Character Sets and Encoding
Arbortext Editor supports the import and export of both 8-bit (for example, ISO-Latin) and multibyte character encodings (for example, Shift-JIS and GB_2312-80). These character encodings are required for input, display, and publishing of the following languages:
• Japanese
• Simplified Chinese
• Traditional Chinese
• Korean
• English
• European (European characters are represented as character entities within Asian-encoded files)
Arbortext Editor supports the following character sets and encoding methods:
• Adobe-Standard-Encoding
Adobe-Standard-Encoding allows a single font to be used for multiple operating systems.
• ISO-8859-1 through 9
ISO 8859 defines accented and non-Latin characters used in European languages. ISO-8859 supports the following character sets:
◦ Part 1: – Latin Alphabet No. 1
◦ Part 2: – Latin Alphabet No. 2
◦ Part 3: – Latin Alphabet No. 3
◦ Part 4: – Latin Alphabet No. 4
◦ Part 5: – Latin/Cyrillic Alphabet
◦ Part 6: – Latin/Arabic Alphabet
◦ Part 7: – Latin/Greek Alphabet
◦ Part 8: – Latin/Hebrew Alphabet
◦ Part 9: – Latin Alphabet No. 5
◦ Part 10: – Latin Alphabet No. 6
• ISO-10646-UCS-2
The International Standards Organization's encoding that is equivalent to Unicode.
ISO 10646 actually defines two encoding methods, one of which is a 4-byte form referred to as 10646.UCS-4. 10646.UCS-4 can encode over 4 billion unique characters.
When writing an XML document in UCS-2, Arbortext Editor always writes out a byte order mark.
• EUC-JP
Extended UNIX Code.
EUC was developed as a method of handling multiple character sets, Japanese or otherwise, within a single text stream. EUC-JP is ISO-2022 compliant 8-bit encoding for which initially designated ASCII to GO and JIS X 0208-1983 to G1 without explicit announcement.
• Shift-JIS
The Japan Industry Standard multibyte encoding.

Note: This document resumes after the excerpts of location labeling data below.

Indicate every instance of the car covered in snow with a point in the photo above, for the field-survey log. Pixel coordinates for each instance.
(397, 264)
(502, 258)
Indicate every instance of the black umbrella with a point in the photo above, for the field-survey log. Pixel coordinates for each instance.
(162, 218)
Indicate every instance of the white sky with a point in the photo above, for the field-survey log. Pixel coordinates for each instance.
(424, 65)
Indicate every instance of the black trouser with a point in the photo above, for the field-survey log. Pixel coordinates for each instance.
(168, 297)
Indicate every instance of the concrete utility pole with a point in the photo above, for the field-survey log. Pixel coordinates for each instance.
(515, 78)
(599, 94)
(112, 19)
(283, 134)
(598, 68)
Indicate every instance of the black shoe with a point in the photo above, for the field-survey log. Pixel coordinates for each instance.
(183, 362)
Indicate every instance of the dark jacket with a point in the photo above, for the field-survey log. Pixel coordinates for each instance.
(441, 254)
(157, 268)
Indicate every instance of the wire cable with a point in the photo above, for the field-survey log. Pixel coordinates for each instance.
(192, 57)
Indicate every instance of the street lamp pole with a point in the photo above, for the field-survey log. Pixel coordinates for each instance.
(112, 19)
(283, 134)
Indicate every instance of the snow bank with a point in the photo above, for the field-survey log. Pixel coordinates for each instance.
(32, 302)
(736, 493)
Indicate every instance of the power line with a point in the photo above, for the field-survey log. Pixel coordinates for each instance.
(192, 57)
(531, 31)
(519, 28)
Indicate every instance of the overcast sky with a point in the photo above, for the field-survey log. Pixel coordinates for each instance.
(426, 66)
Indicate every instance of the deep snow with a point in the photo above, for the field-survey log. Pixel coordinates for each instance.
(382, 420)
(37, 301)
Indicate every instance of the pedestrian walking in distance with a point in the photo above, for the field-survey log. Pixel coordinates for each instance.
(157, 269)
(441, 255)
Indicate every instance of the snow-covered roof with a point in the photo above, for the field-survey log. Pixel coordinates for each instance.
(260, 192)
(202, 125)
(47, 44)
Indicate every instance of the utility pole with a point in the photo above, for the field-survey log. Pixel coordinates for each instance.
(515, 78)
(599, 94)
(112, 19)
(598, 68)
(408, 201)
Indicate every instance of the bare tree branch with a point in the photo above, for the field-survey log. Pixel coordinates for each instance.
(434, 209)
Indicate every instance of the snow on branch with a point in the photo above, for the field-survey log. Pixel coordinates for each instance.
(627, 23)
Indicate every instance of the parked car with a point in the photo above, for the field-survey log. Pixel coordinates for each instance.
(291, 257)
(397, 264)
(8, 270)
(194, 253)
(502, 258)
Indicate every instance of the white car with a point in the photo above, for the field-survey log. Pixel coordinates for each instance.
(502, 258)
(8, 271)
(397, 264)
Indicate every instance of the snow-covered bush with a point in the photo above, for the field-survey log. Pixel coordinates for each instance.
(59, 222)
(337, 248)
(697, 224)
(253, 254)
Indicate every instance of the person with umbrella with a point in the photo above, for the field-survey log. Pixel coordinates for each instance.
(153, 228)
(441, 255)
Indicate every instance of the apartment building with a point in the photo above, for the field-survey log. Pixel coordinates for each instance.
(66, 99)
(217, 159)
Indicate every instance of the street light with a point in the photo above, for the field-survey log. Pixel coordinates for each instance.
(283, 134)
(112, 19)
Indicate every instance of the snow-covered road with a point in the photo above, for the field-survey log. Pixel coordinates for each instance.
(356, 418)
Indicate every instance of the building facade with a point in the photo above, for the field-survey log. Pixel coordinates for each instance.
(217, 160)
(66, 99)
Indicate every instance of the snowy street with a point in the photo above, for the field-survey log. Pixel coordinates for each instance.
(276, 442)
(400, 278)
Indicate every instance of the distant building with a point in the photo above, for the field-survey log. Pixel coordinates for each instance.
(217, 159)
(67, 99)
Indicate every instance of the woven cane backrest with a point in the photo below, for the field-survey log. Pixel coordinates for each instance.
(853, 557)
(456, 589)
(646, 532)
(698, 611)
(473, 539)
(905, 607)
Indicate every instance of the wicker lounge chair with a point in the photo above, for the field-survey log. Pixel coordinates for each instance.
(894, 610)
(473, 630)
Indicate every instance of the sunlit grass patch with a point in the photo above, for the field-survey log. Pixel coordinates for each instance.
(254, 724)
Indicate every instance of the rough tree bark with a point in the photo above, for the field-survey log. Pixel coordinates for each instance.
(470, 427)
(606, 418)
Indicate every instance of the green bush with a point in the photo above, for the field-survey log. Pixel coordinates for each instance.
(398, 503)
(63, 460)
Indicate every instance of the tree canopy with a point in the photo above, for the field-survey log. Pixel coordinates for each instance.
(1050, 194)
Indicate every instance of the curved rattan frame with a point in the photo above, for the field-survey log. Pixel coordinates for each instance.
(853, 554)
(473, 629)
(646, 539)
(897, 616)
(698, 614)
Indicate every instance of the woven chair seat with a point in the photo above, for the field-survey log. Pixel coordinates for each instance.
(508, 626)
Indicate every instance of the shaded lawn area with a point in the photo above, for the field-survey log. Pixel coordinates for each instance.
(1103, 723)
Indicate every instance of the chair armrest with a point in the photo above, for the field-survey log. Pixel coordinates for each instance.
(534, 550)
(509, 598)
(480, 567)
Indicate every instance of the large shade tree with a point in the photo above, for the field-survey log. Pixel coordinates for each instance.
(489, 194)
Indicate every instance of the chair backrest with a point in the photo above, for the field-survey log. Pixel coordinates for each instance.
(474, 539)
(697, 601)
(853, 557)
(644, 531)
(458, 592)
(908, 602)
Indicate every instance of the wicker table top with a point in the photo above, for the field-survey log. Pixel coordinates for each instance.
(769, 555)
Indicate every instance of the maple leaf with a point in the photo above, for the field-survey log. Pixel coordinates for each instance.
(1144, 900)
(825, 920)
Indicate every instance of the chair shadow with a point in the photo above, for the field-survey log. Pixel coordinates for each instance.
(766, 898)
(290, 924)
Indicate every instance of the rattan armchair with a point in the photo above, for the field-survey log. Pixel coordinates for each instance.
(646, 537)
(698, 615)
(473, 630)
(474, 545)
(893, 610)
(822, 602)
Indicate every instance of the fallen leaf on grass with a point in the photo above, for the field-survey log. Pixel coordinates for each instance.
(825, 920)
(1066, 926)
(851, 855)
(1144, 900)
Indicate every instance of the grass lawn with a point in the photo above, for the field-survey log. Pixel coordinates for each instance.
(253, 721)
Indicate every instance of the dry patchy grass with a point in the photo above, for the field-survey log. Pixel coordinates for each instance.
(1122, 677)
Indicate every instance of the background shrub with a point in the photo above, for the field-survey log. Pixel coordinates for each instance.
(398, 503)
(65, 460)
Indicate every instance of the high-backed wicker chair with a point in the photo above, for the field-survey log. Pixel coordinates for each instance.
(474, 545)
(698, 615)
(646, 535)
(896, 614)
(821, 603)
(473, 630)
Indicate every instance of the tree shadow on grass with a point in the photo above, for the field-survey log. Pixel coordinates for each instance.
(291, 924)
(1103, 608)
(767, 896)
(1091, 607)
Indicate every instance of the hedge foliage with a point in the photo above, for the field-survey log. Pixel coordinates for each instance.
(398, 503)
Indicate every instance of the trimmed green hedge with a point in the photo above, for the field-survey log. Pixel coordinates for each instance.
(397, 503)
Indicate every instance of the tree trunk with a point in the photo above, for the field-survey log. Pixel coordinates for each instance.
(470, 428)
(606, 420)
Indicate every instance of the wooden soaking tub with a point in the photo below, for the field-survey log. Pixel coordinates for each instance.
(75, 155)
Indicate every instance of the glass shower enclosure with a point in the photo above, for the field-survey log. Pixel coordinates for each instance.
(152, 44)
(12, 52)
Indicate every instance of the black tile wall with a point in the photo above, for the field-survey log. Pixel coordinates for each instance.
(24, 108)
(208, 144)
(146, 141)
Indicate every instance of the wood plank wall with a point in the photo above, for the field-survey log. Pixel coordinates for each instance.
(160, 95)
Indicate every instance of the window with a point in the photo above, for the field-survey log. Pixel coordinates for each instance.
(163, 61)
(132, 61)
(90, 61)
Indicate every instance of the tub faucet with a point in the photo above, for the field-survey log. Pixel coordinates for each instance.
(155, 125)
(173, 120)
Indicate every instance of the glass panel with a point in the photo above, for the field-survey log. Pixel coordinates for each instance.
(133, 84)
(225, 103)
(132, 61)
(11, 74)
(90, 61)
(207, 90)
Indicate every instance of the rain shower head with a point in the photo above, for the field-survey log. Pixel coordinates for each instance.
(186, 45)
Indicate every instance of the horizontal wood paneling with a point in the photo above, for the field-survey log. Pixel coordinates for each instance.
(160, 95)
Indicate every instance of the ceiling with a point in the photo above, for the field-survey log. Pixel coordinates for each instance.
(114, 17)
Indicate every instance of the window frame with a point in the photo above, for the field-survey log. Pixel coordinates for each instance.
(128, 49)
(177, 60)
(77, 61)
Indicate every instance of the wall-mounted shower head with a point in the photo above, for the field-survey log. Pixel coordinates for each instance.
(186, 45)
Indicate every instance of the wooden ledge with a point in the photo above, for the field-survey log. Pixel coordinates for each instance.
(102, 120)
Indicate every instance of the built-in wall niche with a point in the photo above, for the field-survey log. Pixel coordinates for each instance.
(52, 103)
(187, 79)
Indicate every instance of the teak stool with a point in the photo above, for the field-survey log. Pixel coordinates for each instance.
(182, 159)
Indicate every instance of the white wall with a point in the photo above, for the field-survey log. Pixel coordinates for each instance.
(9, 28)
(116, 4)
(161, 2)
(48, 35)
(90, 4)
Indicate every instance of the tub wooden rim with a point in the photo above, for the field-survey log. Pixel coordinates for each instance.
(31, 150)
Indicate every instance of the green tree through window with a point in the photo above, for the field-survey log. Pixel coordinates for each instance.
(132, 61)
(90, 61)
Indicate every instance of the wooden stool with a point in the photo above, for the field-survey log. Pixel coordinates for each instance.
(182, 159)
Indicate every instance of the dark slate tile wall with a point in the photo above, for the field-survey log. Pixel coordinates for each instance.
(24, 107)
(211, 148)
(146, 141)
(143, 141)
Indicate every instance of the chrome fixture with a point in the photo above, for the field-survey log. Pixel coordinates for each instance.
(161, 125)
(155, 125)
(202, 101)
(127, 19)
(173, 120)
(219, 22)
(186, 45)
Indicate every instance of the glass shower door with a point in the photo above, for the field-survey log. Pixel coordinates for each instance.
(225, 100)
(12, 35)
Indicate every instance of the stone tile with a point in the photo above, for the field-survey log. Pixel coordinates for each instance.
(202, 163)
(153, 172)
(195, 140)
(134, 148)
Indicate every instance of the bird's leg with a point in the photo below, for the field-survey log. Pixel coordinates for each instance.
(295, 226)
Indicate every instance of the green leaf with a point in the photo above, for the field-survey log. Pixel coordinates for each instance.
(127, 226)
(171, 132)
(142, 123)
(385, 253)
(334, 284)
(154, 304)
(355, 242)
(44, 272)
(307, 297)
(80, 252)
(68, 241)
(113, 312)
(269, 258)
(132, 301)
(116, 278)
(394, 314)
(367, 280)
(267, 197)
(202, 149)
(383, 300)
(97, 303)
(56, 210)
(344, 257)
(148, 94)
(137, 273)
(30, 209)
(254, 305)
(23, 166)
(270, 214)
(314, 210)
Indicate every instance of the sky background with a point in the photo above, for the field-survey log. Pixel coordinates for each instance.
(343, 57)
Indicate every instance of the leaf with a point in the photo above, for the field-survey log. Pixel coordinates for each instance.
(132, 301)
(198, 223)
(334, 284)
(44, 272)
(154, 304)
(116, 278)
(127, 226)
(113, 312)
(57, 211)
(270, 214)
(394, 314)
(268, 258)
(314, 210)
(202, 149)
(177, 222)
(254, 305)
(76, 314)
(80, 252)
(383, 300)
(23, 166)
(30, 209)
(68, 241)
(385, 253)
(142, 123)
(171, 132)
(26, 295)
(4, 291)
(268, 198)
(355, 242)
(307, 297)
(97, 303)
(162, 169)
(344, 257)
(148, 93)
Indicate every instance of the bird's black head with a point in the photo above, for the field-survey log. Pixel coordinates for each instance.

The encoding, developed by Microsoft, has been widely implemented on Japanese PCs. It is the Japan Industry Standard multibyte encoding. The codes are numerically shifted from the codes used by JIS standard X 0208. Shift-JIS is also referred to as MS Kanji and SJIS.
• Big5
The multibyte encoding standardized by Taiwan. Traditional Chinese is encoded in Big 5.
• GB_2312-80
The multibyte encoding standardized by the People's Republic of China. Simplified Chinese is encoded using GB_2312-80.
• KSC_5601
The multibyte Wansung and Johab encoding standardized by Korea.
• UTF-8
Unicode character set Transformation Format, 8-bit form.
UTF-8 is a variable-length encoding of Unicode using 8–bit sequences. This transformation format was developed by X/Open. It is described in ISO/TEC 10646 AM1.
• US-ASCII
American Standard Code for Information Interchange.
ASCII specifies codes and SPACE and a set of 94 characters (letters, digits and punctuation or mathematical symbols) suitable for the interchange of English language documents.